Quotes attributable to Professor Guan Yeoh, Director of the ARC Training Centre for Fire Retardant Materials and Safety Technologies at UNSW.

“What we have developed here is actually quite a breakthrough because it’s a paint that has satisfied the second highest fire rating, which means that it can protect houses.”

“If you apply the paint, which is an undercoat onto the house, it will transform itself to a very thick, carbon or char layer that actually protects the substrate and deflecting the heat away from the bushfires.”

“It’s basically just like the normal undercoat that you will use for a lot of paints at the moment.  But it’s just that it has some so-called secret ingredients that actually grows the layer.”

“That’s basically what it is, yeah. I can’t reveal my secret ingredients to you. You know, I have to do like Colonel Sanders, protecting the KFC recipe.”

“So basically, this is the holder of the sample itself. I’m going to put it in.  So this is the untreated wood, that is the treated wood … you can see the difference because of the undercoat being applied onto the surface of the timber.”

“So what happening here is that the surface or sample is subjected to, I would say a temperature now, roughly 800 degrees C.  The surface of the wood is turning black, or it’s called charring as well.  And eventually it will come to a point where you reach a certain threshold, a certain temperature that you will ignite spontaneously.”

“When you talk about fire, it reach about 1000 °C to 1200 °C, that is how hot the fire is. And basically when it reaches the surface it’s around that temperature.”

“And what you tried to do then is to have a protective layer that can decrease the temperature from 1000 degress C to roughly around 25 to 30 degrees C at the substrate surface.”

“We’re going to carry out the same experiment again. That means that by putting the the treated sample into the core.”

“Okay, so I’m putting the treated sample into the furnace or the oven.  And I’m going to start the test by opening the shutter.”

“The same process will occur on the timber as well, but now what happened here is the heat is affecting the paint layer, not on the timber substrate, it’s the paint layer.”
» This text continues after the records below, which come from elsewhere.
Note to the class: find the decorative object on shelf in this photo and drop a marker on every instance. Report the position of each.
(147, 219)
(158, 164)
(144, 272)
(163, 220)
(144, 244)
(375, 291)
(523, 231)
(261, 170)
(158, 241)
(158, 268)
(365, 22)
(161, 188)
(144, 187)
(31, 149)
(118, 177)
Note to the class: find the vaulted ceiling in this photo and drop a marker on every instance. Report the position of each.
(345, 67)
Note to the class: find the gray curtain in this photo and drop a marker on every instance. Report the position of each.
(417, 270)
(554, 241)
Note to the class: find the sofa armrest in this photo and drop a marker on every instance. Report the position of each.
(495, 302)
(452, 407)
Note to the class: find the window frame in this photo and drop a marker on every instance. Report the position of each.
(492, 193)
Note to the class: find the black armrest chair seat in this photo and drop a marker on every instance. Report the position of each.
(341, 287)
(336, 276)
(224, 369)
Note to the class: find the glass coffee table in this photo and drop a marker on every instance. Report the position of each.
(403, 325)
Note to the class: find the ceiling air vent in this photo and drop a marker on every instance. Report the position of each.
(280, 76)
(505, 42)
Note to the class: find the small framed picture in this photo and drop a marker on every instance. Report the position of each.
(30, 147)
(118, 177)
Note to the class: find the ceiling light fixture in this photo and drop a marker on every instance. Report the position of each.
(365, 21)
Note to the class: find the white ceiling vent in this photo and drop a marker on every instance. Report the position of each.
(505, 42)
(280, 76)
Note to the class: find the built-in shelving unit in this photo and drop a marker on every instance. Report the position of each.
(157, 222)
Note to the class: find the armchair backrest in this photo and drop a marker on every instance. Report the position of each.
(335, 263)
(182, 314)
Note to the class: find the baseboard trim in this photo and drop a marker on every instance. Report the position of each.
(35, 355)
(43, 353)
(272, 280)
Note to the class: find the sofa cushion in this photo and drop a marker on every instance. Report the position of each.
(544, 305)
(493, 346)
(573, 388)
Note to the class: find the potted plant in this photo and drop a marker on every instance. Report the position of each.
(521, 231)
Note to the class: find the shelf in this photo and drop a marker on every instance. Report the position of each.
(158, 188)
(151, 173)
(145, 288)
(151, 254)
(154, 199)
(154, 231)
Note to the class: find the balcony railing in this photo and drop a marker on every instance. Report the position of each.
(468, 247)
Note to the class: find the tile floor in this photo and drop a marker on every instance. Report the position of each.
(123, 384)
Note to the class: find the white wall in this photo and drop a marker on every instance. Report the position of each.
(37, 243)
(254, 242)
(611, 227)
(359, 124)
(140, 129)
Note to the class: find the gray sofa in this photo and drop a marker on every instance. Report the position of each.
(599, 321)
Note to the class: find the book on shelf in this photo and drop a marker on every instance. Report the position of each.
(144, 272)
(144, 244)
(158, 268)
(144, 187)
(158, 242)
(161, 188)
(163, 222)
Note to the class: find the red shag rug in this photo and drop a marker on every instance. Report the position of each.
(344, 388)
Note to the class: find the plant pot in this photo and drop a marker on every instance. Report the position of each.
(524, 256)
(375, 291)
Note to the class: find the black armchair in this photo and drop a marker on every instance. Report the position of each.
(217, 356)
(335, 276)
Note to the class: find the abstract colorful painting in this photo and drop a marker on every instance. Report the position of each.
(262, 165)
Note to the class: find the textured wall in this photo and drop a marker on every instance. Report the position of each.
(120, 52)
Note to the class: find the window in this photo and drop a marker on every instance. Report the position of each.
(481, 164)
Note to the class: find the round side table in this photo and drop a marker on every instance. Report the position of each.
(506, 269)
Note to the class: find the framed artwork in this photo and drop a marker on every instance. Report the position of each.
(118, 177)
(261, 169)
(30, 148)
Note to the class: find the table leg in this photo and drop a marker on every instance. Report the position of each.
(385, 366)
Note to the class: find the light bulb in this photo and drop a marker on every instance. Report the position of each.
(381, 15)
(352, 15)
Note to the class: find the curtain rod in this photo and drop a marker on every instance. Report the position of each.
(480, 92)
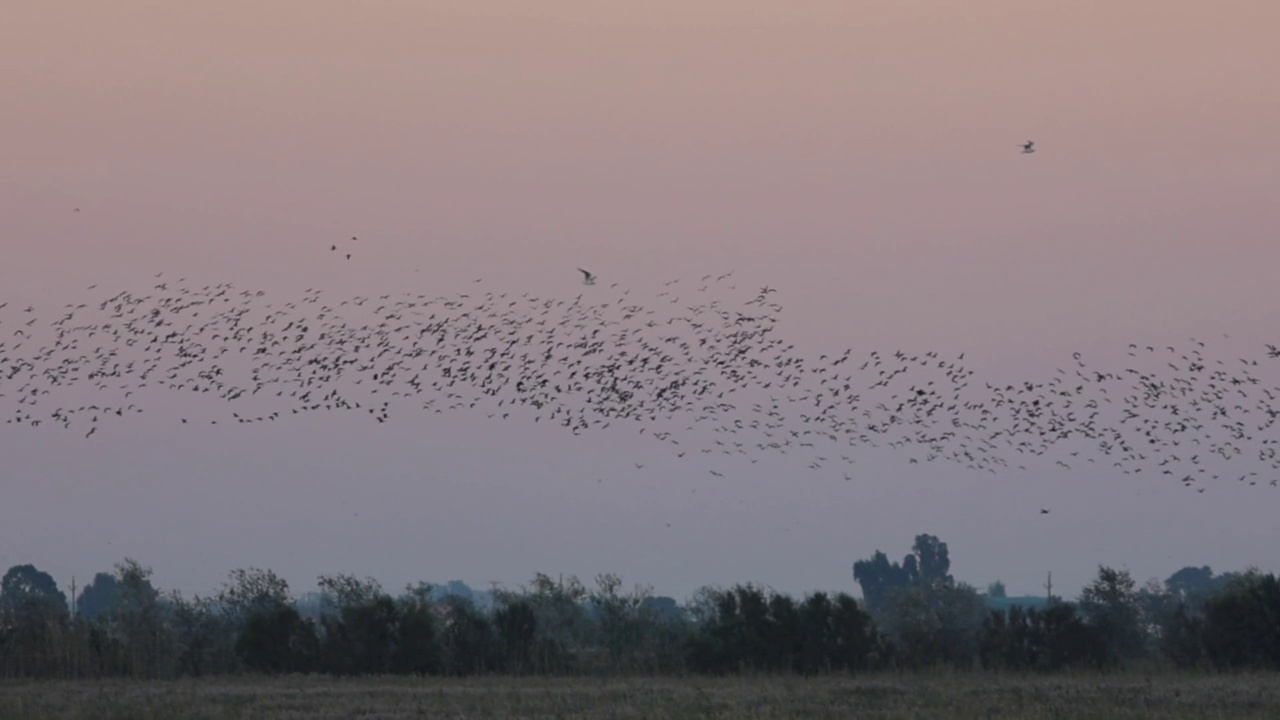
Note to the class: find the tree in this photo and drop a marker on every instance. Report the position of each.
(1110, 604)
(32, 619)
(97, 597)
(254, 591)
(26, 584)
(929, 561)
“You can see that now the layer of the paint is transforming into a carbon layer, or the char layer. It is activated around 200 degrees C.”
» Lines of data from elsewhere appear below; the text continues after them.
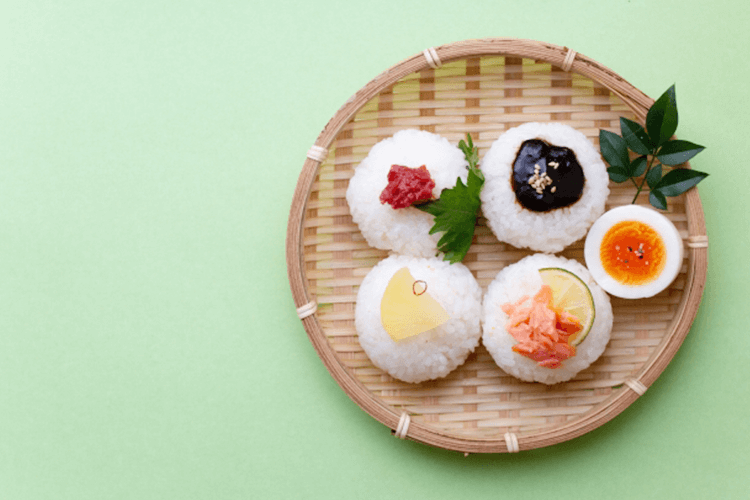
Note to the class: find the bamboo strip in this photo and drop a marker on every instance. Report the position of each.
(483, 87)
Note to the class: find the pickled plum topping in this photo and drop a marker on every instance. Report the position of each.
(407, 186)
(546, 177)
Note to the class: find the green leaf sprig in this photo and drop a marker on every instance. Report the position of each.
(457, 208)
(652, 143)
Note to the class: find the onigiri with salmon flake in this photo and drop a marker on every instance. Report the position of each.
(398, 303)
(545, 185)
(542, 290)
(404, 230)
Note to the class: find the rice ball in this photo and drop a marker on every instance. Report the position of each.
(523, 279)
(404, 230)
(549, 229)
(433, 353)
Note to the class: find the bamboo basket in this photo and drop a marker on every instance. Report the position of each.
(482, 87)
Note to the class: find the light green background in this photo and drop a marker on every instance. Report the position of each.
(149, 347)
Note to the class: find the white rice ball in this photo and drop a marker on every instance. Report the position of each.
(522, 278)
(549, 231)
(431, 354)
(403, 230)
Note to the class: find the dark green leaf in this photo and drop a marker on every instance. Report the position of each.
(653, 176)
(614, 149)
(677, 151)
(635, 136)
(679, 180)
(638, 166)
(657, 199)
(661, 119)
(617, 174)
(456, 210)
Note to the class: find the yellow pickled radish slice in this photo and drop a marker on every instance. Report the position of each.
(407, 308)
(571, 294)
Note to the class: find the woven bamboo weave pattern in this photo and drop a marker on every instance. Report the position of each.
(476, 405)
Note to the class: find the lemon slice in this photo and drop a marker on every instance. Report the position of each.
(570, 293)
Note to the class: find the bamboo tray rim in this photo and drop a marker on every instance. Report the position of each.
(621, 398)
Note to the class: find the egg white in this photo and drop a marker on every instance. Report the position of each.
(672, 244)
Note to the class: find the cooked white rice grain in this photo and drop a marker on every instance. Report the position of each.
(431, 354)
(541, 231)
(522, 278)
(403, 230)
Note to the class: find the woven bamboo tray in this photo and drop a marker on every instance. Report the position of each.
(482, 87)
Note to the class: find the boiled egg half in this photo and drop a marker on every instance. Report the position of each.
(633, 252)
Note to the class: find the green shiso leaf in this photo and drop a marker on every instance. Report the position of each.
(618, 174)
(677, 151)
(657, 199)
(661, 120)
(638, 167)
(614, 149)
(456, 210)
(635, 136)
(653, 176)
(679, 180)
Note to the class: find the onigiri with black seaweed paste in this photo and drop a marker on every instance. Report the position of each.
(545, 319)
(545, 184)
(418, 319)
(410, 167)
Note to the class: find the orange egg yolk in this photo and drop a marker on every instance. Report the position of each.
(633, 253)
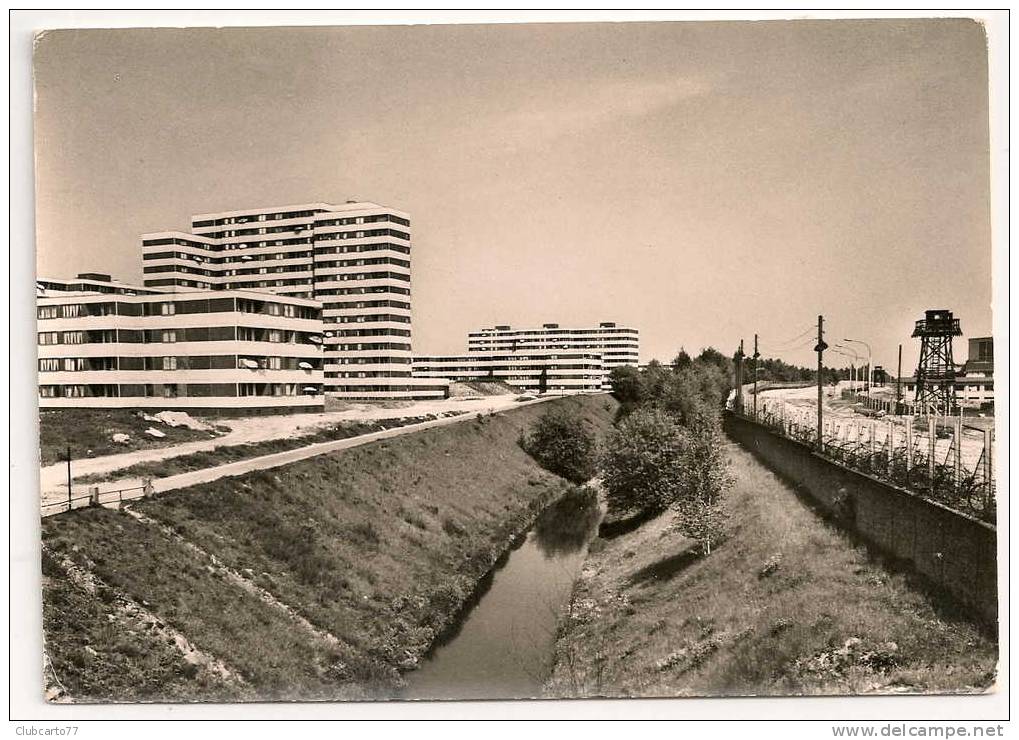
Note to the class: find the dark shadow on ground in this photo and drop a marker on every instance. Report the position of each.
(666, 568)
(612, 526)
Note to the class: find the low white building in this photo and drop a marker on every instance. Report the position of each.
(556, 371)
(617, 346)
(107, 345)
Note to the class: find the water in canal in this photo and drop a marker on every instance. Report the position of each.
(502, 645)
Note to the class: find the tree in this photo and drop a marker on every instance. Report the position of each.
(704, 480)
(682, 360)
(626, 381)
(641, 464)
(562, 443)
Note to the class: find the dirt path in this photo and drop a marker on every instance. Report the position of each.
(55, 494)
(53, 478)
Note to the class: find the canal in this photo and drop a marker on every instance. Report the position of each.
(501, 646)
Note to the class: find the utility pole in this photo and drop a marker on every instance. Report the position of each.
(819, 349)
(898, 385)
(68, 478)
(756, 355)
(739, 378)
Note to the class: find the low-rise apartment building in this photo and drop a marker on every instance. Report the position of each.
(115, 346)
(555, 371)
(615, 345)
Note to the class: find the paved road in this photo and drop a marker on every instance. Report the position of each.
(131, 487)
(246, 430)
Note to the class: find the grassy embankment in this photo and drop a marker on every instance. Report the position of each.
(377, 546)
(786, 605)
(86, 429)
(233, 453)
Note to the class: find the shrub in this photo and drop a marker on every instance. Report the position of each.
(562, 444)
(704, 480)
(641, 464)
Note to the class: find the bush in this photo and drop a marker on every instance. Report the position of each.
(626, 381)
(704, 480)
(562, 444)
(641, 465)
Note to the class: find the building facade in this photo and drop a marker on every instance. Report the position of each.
(555, 371)
(354, 258)
(615, 345)
(115, 346)
(554, 358)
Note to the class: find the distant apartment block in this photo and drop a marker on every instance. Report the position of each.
(566, 371)
(560, 359)
(618, 345)
(975, 384)
(354, 258)
(107, 345)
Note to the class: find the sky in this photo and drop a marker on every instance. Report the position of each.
(702, 181)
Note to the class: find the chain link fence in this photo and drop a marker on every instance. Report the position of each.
(944, 460)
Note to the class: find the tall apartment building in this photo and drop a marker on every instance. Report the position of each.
(569, 360)
(355, 258)
(106, 345)
(617, 345)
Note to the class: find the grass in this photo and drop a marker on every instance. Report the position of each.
(261, 643)
(98, 654)
(786, 605)
(233, 453)
(86, 429)
(379, 545)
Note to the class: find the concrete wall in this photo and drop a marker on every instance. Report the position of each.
(955, 552)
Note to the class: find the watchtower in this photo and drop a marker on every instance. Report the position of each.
(935, 374)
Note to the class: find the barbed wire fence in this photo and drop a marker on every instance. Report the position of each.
(942, 459)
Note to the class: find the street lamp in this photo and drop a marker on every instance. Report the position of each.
(838, 349)
(870, 366)
(855, 358)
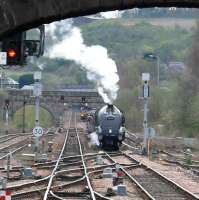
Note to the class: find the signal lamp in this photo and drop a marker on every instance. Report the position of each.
(12, 53)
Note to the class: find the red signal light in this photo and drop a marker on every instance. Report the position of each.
(12, 53)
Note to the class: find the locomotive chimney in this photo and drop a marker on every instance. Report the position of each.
(110, 107)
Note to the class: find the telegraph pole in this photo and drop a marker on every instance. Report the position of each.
(145, 79)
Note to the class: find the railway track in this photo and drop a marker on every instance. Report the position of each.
(154, 185)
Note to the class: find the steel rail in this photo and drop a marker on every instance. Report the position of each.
(84, 165)
(57, 163)
(143, 190)
(166, 179)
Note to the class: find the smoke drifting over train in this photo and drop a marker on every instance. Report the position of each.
(100, 68)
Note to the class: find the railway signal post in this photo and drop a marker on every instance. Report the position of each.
(145, 79)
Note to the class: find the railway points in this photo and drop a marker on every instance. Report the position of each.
(74, 170)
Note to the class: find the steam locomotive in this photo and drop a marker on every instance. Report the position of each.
(110, 126)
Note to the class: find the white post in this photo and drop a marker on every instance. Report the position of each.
(7, 119)
(37, 93)
(37, 103)
(145, 78)
(158, 71)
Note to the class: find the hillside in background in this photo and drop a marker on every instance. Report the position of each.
(127, 40)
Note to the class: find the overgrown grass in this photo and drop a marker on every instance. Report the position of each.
(46, 119)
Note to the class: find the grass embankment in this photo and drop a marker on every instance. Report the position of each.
(46, 120)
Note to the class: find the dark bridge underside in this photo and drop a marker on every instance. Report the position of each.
(24, 14)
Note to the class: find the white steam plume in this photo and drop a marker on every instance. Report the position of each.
(94, 59)
(111, 14)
“So what happened here is that we are trying to ignite the layer with the flame itself, right? But it’s not igniting.”

“Eventually what happened here is that it’s just activating the carbon. It’s trying to grow the carbon to a certain layer to protect the timber substrate.”

And eventually what you will see is that basically the flame will be extinguished all together, not like what you seen with the untreated one where the flames keep burning or whatever.”
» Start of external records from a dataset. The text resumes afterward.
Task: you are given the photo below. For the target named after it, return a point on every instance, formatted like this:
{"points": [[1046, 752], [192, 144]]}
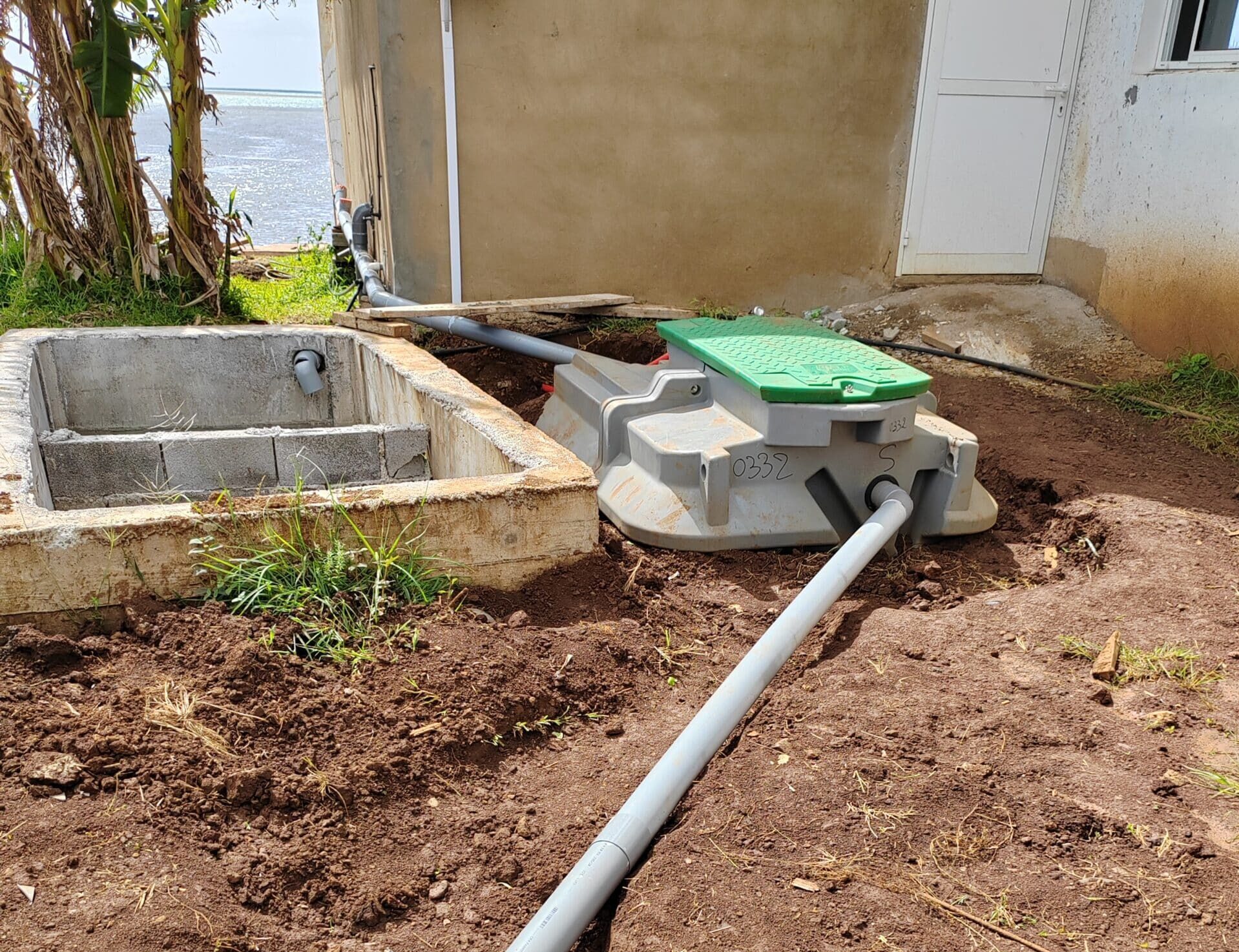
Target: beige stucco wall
{"points": [[1147, 220], [726, 150]]}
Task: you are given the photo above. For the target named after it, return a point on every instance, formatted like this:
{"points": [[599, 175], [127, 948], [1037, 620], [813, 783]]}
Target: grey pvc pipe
{"points": [[611, 857], [306, 366], [368, 274]]}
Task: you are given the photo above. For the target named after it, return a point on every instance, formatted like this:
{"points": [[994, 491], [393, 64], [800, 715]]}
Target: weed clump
{"points": [[317, 566], [1174, 663], [1194, 383]]}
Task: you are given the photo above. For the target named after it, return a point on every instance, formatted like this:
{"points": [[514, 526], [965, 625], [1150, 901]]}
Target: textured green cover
{"points": [[788, 360]]}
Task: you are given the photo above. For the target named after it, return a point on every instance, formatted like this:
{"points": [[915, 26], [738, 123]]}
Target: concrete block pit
{"points": [[117, 444]]}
So what this equipment try to do is try to ignite the layer itself, but it’s not igniting, you know, it’s just flashes of flame.”

But you can see that now it’s gone. The carbon layer now has rose to you know, you’re talking about 0.5mm right up to almost 20mm.”

It’s grown from a very thin layer to a very thick layer. This is still some residue of the paint there, but you can see that the wood itself is actually not burnt at all.”

Prep your surface again and then you repaint it. It is as straightforward as that.”

We all recognise that the climate is changing. The climate is actually moving very quickly, so to be very extreme. So we just need to get prepared, especially for dry weather.”

We need something to increase the resilience and hope that this will be the start of the development of what people think of using common things like paint, or even other devices, whatever, to actually increase the fire resilience.”

It comes in 4L and 10L and it comes in two colours, white and grey.”

Professor Guan Heng Yeoh is Director of the ARC Training Centre for Fire Retardant Materials and Safety Technologies. 

The fire-retardant paint was developed at UNSW in partnership with Flame Security International. It was partially funded via a $3 million Cooperative Research Centres Projects (CRC-P) grant from the Australian government.